Tu mi guardavi, io ti guardavo. Era il mio primo giorno di scuola.
Novelli pirati salpammo, in otto, in quella classe che tu amavi raffrontare ad una nave. Tu, skipper navigata. Sette marinai e un mozzo (io), quello che tenevi in classe non per merito ma per superamento di sopportazione. Ore e ore in tua compagnia. Tutti vestiti griffati. Io delle grandi firme conoscevo soltanto quella del nonno che sottoscriveva, per presa visione, le note dei tuoi colleghi dislocati in altre discipline scolastiche. Alla tua scuola imparai a scrivere, il nome mio e quello del paese, la data e il giorno: in stampatello, in corsivo, sempre più elegante. Con lettere che sembravano disegni d’alta architettura, tant’erano giganti ma che mi facevano sentire l’erede di un pittore famoso quando riuscivo a quadrarle, a tesserle tutte d’un fiato. Senza schiodare la penna per respirare. Tu, mentre leggevi brani famosi di autori famosi, riuscivi a coinvolgere. Trasmettevi: le poesie da imparare e la storia da memorizzare. Le opere d’arte da scrutare, i romanzi da leggere. E quelle tempestose mattine in cui, forse stanca dalle lunghe notti d’aggiornamento, t’affacciavi scura in volto, un po’ nervosa, schiva nella tenerezza. M’accorgevo di te, come tu di me.
Ma tu eri sempre la mia maestra. Di sera con mamma e papà); al mattino con te, nei pomeriggi in compagnia del nonno contadino e della nonna catechista. Mi sentivo sempre a casa, insomma: per tutto il giorno, per tutti i giorni a venire. Quel dieci sul quaderno, con quella grafia che tante volte cercai d’imitarti, era per me un cimelio preziosissimo. Lo barattavo con un giro in bici, con un’ora in più di corsa sul prato, con un gelato nelle afose estati paesane. Ci siamo frequentati quattro primavere e altrettanti inverni. Poi tu hai sposato madonna pensione, io ho tentato altri voli. Ma ben presto scoprii che il tuo viso m’era diventato ispiratore. Perché, per me, sapevi di bellezza, quella che mi avevi mostrato nella pittura e addestrato nel leggerla tra le righe. Eri “maestra”. E come tale m’hai presentato Dante, l’Ariosto, Leopardi e Manzoni. Eri anche donna. E sa donna m’hai addomesticato con la pazienza, l’eleganza, la dolcezza. Eri pur sempre madre: e al par delle madri amavi leggere i silenzi nel mio sguardo fuggitivo.
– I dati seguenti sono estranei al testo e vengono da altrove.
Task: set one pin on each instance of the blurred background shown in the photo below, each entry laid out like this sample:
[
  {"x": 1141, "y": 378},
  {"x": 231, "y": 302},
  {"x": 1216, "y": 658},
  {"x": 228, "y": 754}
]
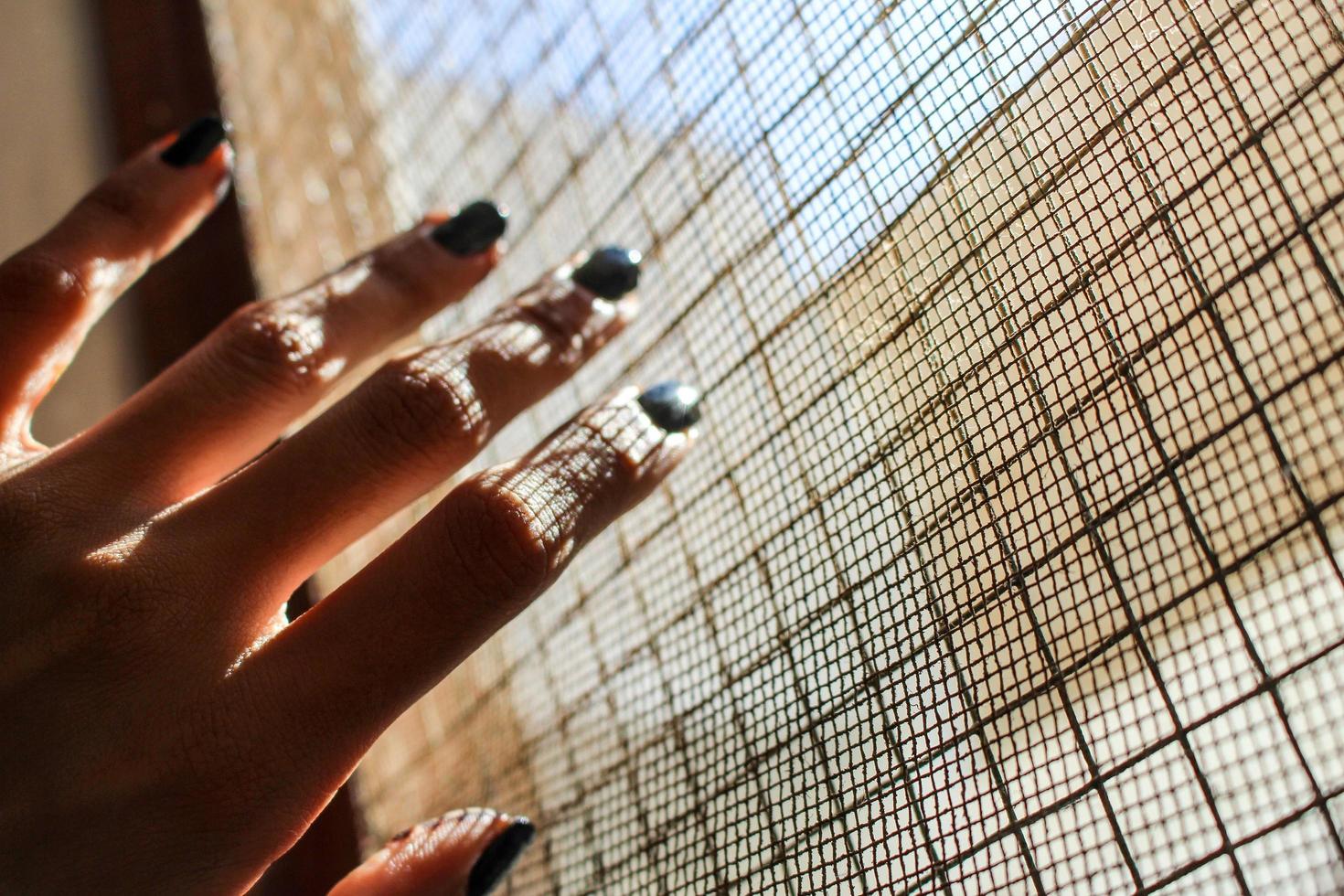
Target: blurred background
[{"x": 1011, "y": 560}]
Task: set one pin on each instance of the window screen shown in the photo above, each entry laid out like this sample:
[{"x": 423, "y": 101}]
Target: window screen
[{"x": 1009, "y": 560}]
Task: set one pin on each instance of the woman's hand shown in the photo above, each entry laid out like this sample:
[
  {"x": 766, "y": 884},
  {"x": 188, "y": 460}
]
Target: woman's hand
[{"x": 165, "y": 730}]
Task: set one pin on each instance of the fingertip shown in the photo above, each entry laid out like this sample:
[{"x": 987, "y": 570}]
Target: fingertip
[{"x": 468, "y": 850}]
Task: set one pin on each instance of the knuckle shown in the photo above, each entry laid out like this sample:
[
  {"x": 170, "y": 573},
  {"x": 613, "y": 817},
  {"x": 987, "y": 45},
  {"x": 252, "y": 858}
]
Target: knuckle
[
  {"x": 428, "y": 406},
  {"x": 122, "y": 202},
  {"x": 506, "y": 546},
  {"x": 37, "y": 283},
  {"x": 403, "y": 272},
  {"x": 283, "y": 349}
]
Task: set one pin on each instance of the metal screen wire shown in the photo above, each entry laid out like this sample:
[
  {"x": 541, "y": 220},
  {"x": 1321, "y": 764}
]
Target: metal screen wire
[{"x": 1009, "y": 558}]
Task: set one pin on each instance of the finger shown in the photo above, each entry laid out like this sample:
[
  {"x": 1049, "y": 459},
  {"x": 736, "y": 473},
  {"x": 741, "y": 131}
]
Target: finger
[
  {"x": 54, "y": 291},
  {"x": 406, "y": 429},
  {"x": 496, "y": 541},
  {"x": 230, "y": 397},
  {"x": 464, "y": 852}
]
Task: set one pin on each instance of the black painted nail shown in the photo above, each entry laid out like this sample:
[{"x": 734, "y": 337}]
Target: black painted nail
[
  {"x": 674, "y": 406},
  {"x": 611, "y": 272},
  {"x": 499, "y": 858},
  {"x": 474, "y": 229},
  {"x": 195, "y": 143}
]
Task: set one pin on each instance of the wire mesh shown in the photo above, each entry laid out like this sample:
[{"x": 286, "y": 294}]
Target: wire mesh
[{"x": 1007, "y": 561}]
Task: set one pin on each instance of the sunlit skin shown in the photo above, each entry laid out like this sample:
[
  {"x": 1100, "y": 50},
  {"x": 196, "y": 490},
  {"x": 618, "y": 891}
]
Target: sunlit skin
[{"x": 165, "y": 730}]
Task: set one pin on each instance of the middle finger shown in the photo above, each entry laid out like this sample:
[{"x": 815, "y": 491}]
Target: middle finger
[{"x": 408, "y": 427}]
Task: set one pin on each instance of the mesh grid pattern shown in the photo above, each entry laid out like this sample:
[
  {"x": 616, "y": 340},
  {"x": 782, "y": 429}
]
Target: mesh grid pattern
[{"x": 1008, "y": 558}]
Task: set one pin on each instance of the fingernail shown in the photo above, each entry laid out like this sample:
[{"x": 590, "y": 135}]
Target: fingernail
[
  {"x": 499, "y": 858},
  {"x": 611, "y": 272},
  {"x": 474, "y": 229},
  {"x": 195, "y": 143},
  {"x": 674, "y": 406}
]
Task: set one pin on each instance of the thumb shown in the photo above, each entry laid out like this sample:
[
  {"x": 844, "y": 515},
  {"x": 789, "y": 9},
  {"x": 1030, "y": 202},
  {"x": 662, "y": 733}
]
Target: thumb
[{"x": 468, "y": 852}]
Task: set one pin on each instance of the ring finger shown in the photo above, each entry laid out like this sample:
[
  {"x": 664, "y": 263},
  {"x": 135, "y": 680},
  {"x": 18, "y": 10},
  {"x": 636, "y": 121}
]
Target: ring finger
[{"x": 408, "y": 427}]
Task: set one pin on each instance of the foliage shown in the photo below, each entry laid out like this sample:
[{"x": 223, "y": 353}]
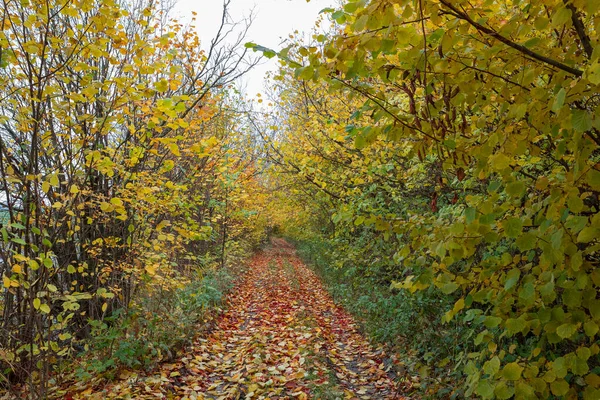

Era tanta la passione che t’animava che, ancor oggi, allo strillare di qualche campanella, m’alzo in piedi sull’attenti: sperando di vederti varcare la soglia di qualche porta. E vederti sederti in cattedra. Per insegnarmi l’eleganza del vivere.

P.S.: Hai visto che, laggiù nel mio penultimo banco a destra, dormivo solo per finta, cara la (mia) maestra?».